たとえば、「落ちる」は自動詞で、「落とす」は他動詞です。男性がえんぴつを落とした様子を表現する際に、「自動詞」を使って「彼はえんぴつを落ちた」というのは間違っています。この場合は、「他動詞」を使い、「彼はえんぴつを落とした」とするのが正しい表現です。
時制の表現方法
日本語の時制には、「現在形」と「過去形」の2つの形があります。「現在形」は、現在と未来を表現する際に使われる時制です。対して、「過去形」は以前に合った内容を表す際に使われます。「現在形」と「過去形」の例文は以下のとおりです。
【現在形】
- 今、職場にいる。
- これから家に帰る。
- 明日、遊園地に行く。
【過去形】
- 昨日は学校にいった。
- もう家に帰った。
- たくさん勉強した。
「現在形」で「今から」「これから」「明日」などの言葉が使われている場合は、未来の内容を表しています。
改めてチェックしておきたい日本語の文法
日本語は、真逆の意味で使われる言葉や意味が似ており使い分けが難しい単語が存在する言語です。以下では、疑問になりやすい日本語の文法について解説します。
「すぎる」の使い方
「すぎる」はプラスの意味でもマイナスの意味でも使われるため、意味を捉えるのが難しいと感じるときもあるでしょう。
プラスの意味で使われている例文は、「美味しすぎる」や「楽しすぎる」などです。
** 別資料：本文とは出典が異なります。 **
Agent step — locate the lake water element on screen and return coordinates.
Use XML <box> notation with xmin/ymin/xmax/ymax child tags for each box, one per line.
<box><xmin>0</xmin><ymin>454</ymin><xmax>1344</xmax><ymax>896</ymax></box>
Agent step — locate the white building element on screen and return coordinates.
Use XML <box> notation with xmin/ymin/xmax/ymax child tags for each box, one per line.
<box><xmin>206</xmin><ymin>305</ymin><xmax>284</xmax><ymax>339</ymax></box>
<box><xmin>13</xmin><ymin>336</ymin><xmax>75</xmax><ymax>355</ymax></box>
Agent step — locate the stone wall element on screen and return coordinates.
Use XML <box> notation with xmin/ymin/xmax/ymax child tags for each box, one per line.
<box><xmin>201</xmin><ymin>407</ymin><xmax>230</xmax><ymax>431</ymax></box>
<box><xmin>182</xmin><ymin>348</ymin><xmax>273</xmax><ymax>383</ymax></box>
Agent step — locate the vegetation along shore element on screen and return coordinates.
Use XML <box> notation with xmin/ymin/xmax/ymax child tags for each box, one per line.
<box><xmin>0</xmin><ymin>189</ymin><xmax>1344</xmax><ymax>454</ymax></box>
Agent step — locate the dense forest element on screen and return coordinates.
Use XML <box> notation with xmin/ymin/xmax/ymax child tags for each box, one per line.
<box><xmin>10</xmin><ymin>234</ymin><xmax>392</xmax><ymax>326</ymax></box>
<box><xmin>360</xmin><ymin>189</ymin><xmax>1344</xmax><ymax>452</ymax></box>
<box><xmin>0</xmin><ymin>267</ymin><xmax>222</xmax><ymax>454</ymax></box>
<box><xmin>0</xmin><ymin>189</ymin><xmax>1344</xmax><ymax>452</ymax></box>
一方、「常識がなさすぎる」や「テストの点数が悪すぎる」などは、マイナスの意味で使われています。
「すぎる」は、良くも悪くも普通以上であることを伝えたいときに使いましょう。
「こと」と「の」の使い分け
「こと」と「の」は同じ意味があり、言い換えられる場合がある言葉です。「歩くことは健康に良いでしょう」は、「歩くのは健康に良いでしょう」と言い換えられます。
ただし、「です」や「だ」の前だと「の」が使えません。
たとえば、「私の趣味は泳ぐことです」という文で「こと」を「の」に変えると、「私の趣味は泳ぐのです」となります。この場合は意味が通じないため、「の」に言い換えられません。
「ことがある」「ことはない」などの経験を表す文も、「の」は使えません。「約束する」「決める」などがあとに続く文の場合も、「の」に言い換えられないので注意しましょう。
対して、「聞こえる」や「見える」などの知覚動詞の前に「こと」は使えません。例文としては、「友達が歌っているのが聞こえる」「彼が手を振っているのが見える」などが挙げられます。
「こと」と「の」は、条件によって言い換えられない場合があると覚えておきましょう。
「くらい」と「ほど」の違い
「くらい」と「ほど」は、どちらも大体の程度を表すときに使います。例文として挙げられるのは、「1時間くらい本を読んだ」「動けないほど疲れた」などです。言葉の意味はほとんど同じですが、より程度が高いときは「ほど」を使う場合が多いでしょう。
なお、「くらい」は最低限の状態・様子を表すときにも使えます。たとえば、「それくらい大丈夫でしょ」「お礼くらい言いなさい」などです。このような場合は、「くらい」を「ほど」に言い換えられません。
具体的な例文は「外国人が難しいと感じる日本語の例文を紹介!理解できるか挑戦してみよう!」でご紹介しています。
日本語の文法を理解するには
日本語の文法を学ぶには、日本の映画や本など、興味のあるものに触れると良いでしょう。ここでは、日本語の文法を学ぶ方法を3つ紹介します。
1.本やWebサイトの文章を読む
日本語の文法を学ぶには、本やWebサイトの文章を読むと良いでしょう。
出版されている本や大手メディアのWebサイトは、プロが編集しているものです。そのため、正しい日本語の文法を身に付けるのに適しているといえます。
また、小説は独特な言い回しが多く使われているので、正しい文法に加えて新たな表現を学べるでしょう。
2.日本の映画やドラマを観る
日本の映画やドラマを観るのも、日本語の文法を学ぶ方法の一つです。
日本の映画やドラマでは、日常的な場面で使う自然な会話を学ぶことができます。字幕や吹き替えを選べば、目と耳の両方で日本語を勉強できるのもメリットです。
また、最新の映画やドラマは、その作品が作られているときに流行っている言葉が使われます。そのため、日本の映画やドラマを観ると、若者言葉やSNSで流行っている言葉など、新しく生まれた単語を学ぶことも可能です。
3.分からない単語や文章を辞書で調べる
日本語の文法を学ぶ際は、辞書を用意しておくのがおすすめです。
本やWebサイトを読んでいる途中で、分からない単語や文章が出てくる場合があるでしょう。辞書で調べる習慣を付けると、疑問点を曖昧なままにせず解決できるため効率良く学べます。
また、一度調べた単語は記憶に残りやすいこともメリットです。
効率の良い勉強方法については「日本語を効率良く勉強する方法とは?外国人に向けて解説」もご参考ください。
まとめ
日本語の文法とは、文章を構成するうえでの決まりや書き方のことです。正しい日本語の文法を使うには、ことばの単位や文節、品詞を理解する必要があります。
日本のドラマや映画を見たり、本やWebサイトを読んだりするなかで、楽しく日本語の文法を学べるでしょう。